Britanskii Soiuznik
- Categories: Propaganda magazine
- Frequency: Weekly
- Founded: 1942
- First issue: 10 July 1942
- Final issue: 1950
- Company: British Ministry of Information
- Language: Russian

= Britanskii Soiuznik =

British propaganda magazine (1942–1950)

Britanskii Soiuznik (British Ally) was a weekly British propaganda periodical which existed between 1942 and 1950.

==History and profile==
Britanskii Soiuznik was launched by the British Ministry of Information in 1942. The first issue appeared on 10 July that year.

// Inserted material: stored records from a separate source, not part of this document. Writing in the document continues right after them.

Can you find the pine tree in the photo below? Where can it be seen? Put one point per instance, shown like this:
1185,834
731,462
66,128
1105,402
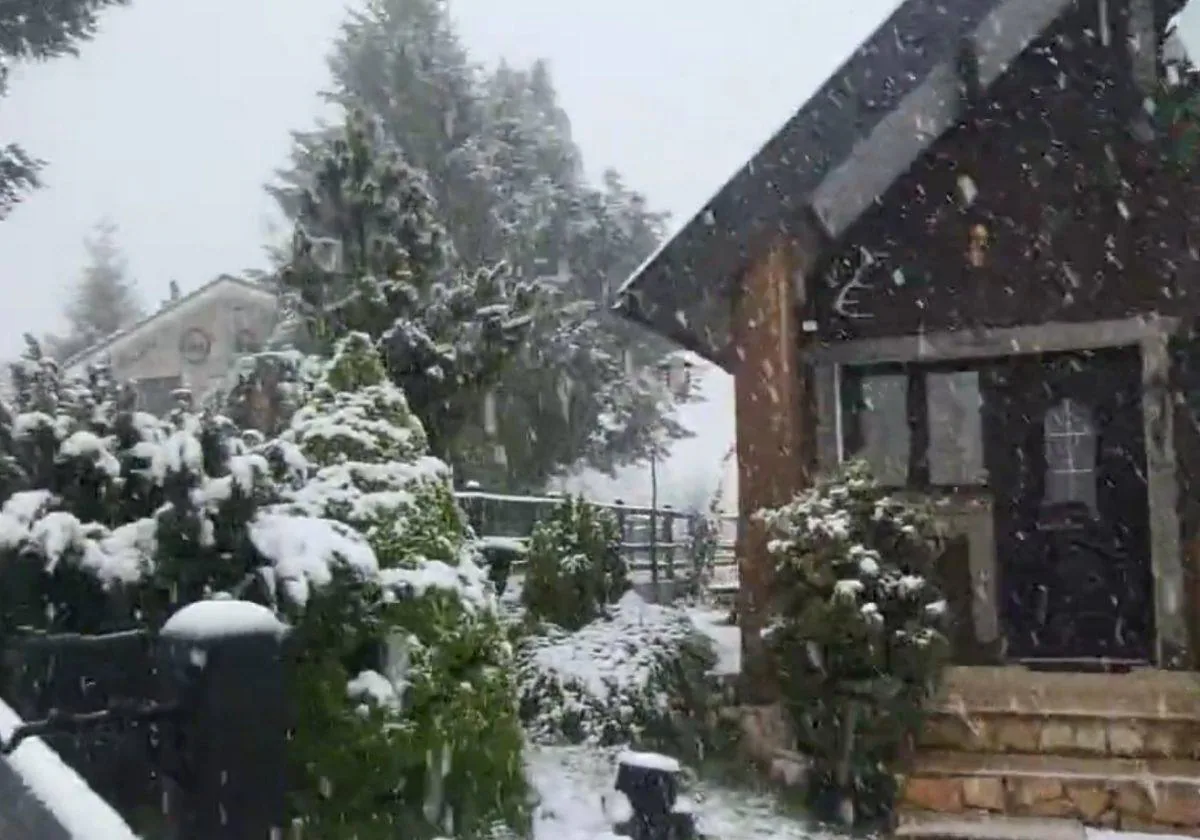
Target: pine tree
507,179
402,646
390,271
103,300
35,30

The magazine was established as a result of the Soviet–British Treaty signed in 1942. Another publication entitled Britanskaia Khronika (The British Chronicle) was also started in the framework of this treaty.

Its stated goal was to tell the Russians the daily life of British people to establish a friendly relationship between two nations. George Reavey was the director of Britanskii Soiuznik which was published in Russian on a weekly basis. The magazine contained articles about military and cultural events emphasizing the collaboration between the United Kingdom and the Soviet Union and featured writings of the British writers. Children's literature by the British writers was also featured in the magazine.

Britanskii Soiuznik gained popularity among Russians in addition to the US propaganda publication Amerika. The popularity of Britanskii Soiuznik was not welcomed by the Soviet authorities from November 1946, and Viktor Abakumov, minister of state security, informed Joseph Stalin and Andrei Zhdanov about its increasing influence among the Soviet citizens. Abakumov asked them to take steps to restrict its effects and sales. Upon this the Soviet Department for Agitation and Propaganda fabricated a reader letter which contained negative statements about the magazine. This fake letter was approved by Stalin and sent to the editor of Britanskii Soiuznik. The criticisms against the magazine by the Soviet officials continued after this incident.

Britanskii Soiuznik reached the circulation of 14,000 copies in 1946 and had readers mostly in Moscow and in a few other Soviet cities. Its circulation was 50,000 copies in 1949.

Britanskii Soiuznik folded in 1950 due to tense relations between the United Kingdom and the Soviet Union.